Science and Engineering at The University of Edinburgh

Theory Club

Explanatory note

This is a roughly weekly series of didactical blackboard talks focussing on some theoretical aspect of Condensed Matter, Biological, and Statistical Physics. The range of topics is sufficiently loosely defined that core interests within SUPA's CMMP theme, the agent-based modelling of complex systems relevant to the NANIA project, or whatever else takes our fancy are all accommodated.

Actually, the best way to find out what we talk about is to look at the list of titles below.

If you're wanting to receive mailings about these talks, request a topic for discussion, or - even better - offer to lead the discussion yourself, please email either Juraj Szavits-Nossan, Peter Mottishaw or Chay Paterson.

Week beginning 1 March 2015

Wednesday 4 Mar 15 - 11:30am

An introduction to combinatorial physics and stochastic mechanics

Nicolas Behr

A standard result in the theory of chemical reaction systems states that the dynamics of the system is described by the so-called master equation, a first order ODE, derived based on the assumption of mass-action kinetics. Albeit an interpretation of this equation in terms of concepts from combinatorics had in principle been known since the early 1970s from the work of Navon and Katriel, it has only become apparent much more recently due to the work of [Duchamp et al.] that in fact there exists a very fundamental link between (ODEs of the type of) the master equation one the one hand, and so-called evolutionary groups and boson normal ordering on the other hand, which in turn are amongst the core concepts of modern combinatorics. Duchamp and coworkers chose to call this research field "combinatorial physics".

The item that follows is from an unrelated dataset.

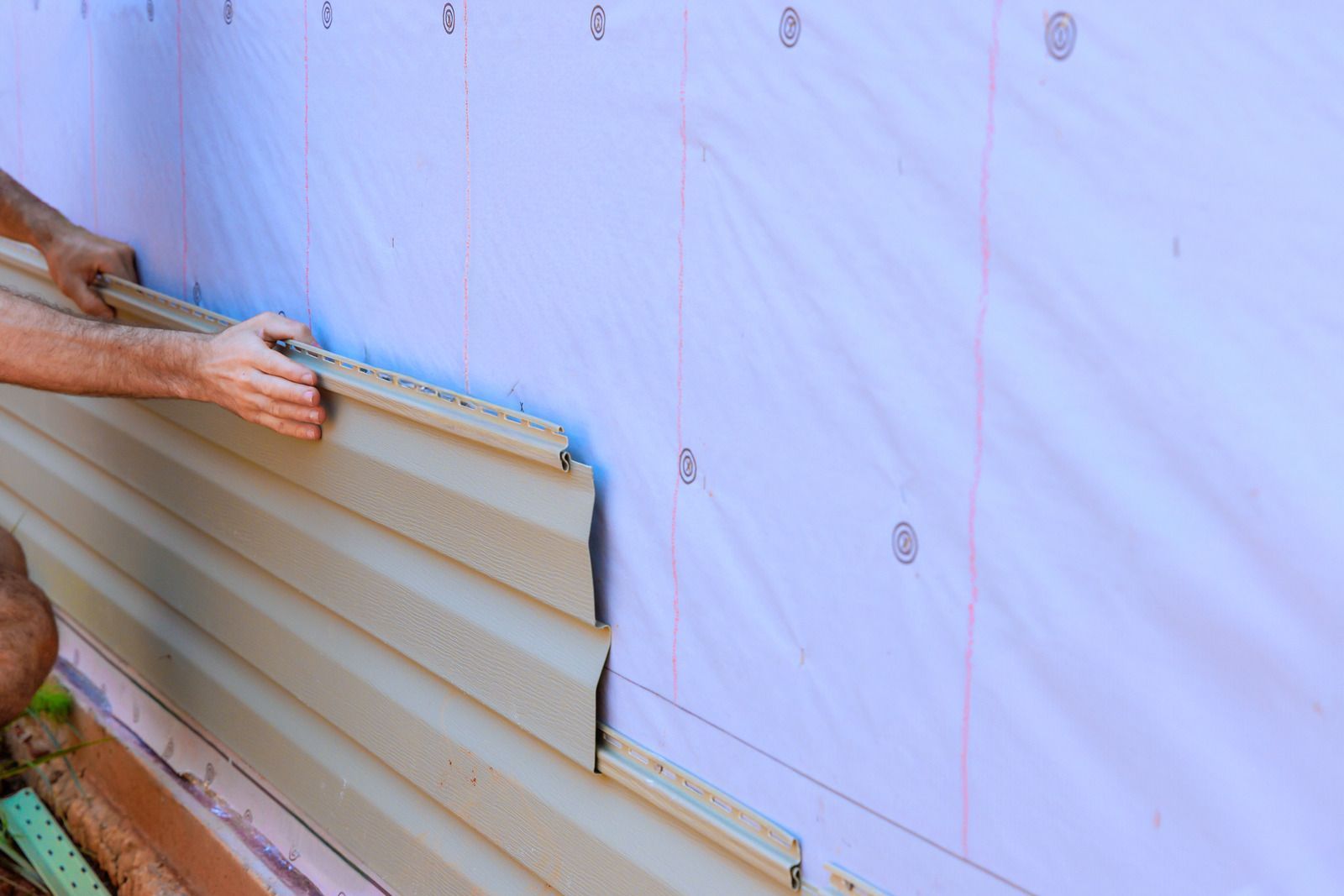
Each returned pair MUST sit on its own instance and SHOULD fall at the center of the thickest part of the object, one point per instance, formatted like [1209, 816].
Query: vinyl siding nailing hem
[717, 815]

In this talk, I will give an introduction to combinatorial physics and present its ties with so-called "stochastic mechanics" (cf. [Baez et al.]), i.e. the modern formulation of chemical reaction systems in the language of creation and annihilation operators acting on a particular type of bosonic Fock space. I will not assume any particular previous knowledge from the audience, albeit colleagues with a background in quantum mechanics will presumably find it amusing to see that the construction of stochastic mechanics is remarkably analogous to that of quantum mechanics!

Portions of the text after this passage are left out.